Vers la consommation de masse : dynamiques marchandes et mutations

2.1. De la boutique à l’hypermarché : la lente évolution vers la distribution de masse (1945-1963)

2.1.4. L’EMERGENCE DU COMMERCE PERIPHERIQUE : VERS UNE CONCURRENCE SPATIALISEE DU COMMERCE

Quelques entrepreneurs se risqueront finalement à implanter leur commerce en périphérie des villes. Par exemple, Emile Barnéoud58, spécialiste de l’électroménager, acquiert des terrains à l’entrée de ville d’Aix-en-Provence. Il en profite pour proposer à ses clients de venir chercher leurs produits à l’entrepôt contre des rabais sur les prix (Péron, 1993). Mais c’est l’enseigne Carrefour qui ouvrira en 1963, le premier hypermarché du monde en périphérie de Paris. Le succès de cet hypermarché tient certainement dans sa capacité à réunir « sous un même toit » (Walker, 2002), l’ensemble des innovations nées sous la décennie précédente — le libre-service et le discount — tout en anticipant les évolutions en cours, notamment la motorisation croissante des ménages :

« Jusqu’alors les succursalistes n’ont pas pratiqué le discount dans leurs supermarchés et, de leur côté, les discounter n’ont guère anticipé l’accroissement de la mobilité des consommateurs et n’ont pas créé de grands magasins périurbains » (Jacques, 2017 : 134).

Forts des enseignements de Trujillo (« no parking, no business »), les créateurs de Carrefour ouvrent à Sainte-Geneviève des Bois, en région parisienne, une surface commerciale de 2 300m2 entourée de 350 places de parking, située à proximité de l’autoroute (cf. figure 10). Cette décision était bien plus volontariste qu’opportuniste car le succès n’était pas garanti. Pourtant, il est immédiat59.
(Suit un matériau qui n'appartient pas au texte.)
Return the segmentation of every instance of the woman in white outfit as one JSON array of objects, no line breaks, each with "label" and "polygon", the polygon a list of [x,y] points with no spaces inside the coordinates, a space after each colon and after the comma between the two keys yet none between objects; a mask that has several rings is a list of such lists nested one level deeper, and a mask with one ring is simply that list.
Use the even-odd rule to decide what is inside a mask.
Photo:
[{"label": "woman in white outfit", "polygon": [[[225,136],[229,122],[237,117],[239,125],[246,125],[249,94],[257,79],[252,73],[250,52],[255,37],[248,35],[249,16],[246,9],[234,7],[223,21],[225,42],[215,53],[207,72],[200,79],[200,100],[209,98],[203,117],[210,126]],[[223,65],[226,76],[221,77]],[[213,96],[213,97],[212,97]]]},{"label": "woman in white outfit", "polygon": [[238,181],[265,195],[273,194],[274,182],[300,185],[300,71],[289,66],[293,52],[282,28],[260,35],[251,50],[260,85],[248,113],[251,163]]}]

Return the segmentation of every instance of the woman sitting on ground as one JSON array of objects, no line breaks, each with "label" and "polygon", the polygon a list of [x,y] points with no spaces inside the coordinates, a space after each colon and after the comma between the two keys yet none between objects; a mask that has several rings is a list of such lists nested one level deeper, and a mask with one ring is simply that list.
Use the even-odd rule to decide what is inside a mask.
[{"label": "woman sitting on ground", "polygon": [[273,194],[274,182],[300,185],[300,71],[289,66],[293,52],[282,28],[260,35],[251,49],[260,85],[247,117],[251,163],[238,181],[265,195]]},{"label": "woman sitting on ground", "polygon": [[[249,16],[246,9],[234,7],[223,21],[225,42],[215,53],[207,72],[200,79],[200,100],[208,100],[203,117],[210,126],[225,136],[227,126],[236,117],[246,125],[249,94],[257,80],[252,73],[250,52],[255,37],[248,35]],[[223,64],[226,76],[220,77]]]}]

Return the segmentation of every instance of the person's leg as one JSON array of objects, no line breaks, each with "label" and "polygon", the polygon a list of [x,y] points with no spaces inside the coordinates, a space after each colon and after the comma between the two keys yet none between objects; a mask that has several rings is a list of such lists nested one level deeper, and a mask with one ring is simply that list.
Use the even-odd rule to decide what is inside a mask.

L’hypermarché occasionne de réels changements dans les pratiques d’approvisionnement, mais on ne saurait déconnecter son succès de la diffusion élargie de technologies telles que la voiture ou le réfrigérateur. Avant les années 1960, on ne disposait pas de moyen de conservation semblable au réfrigérateur, si ce n’est des glacières ménagères nées durant l’entre-deux guerres. La conservation des produits se faisait principalement grâce à des techniques telles que le séchage, la mise en conserve ou la salaison, au sein de caves fraiches. L’approvisionnement alimentaire était effectué sur une base quotidienne, dans des commerces de proximité qui constituaient « en quelque sorte une extension de la sphère domestique » (Marenco, 1992 : 43) où l’on continuait de cultiver ses propres produits.

58 Il est intéressant de noter que le profil social des entrepreneurs tels qu’Edouard Leclerc ou Emile Barnéoud tranche, ni l’un ni l’autre n’appartiennent à la bourgeoisie commerçante des Centres-villes mais viennent d’un monde d’indépendants issus du milieu populaire (Péron, 1993), ce qui explique leur ouverture aux conditions de vie des ménages.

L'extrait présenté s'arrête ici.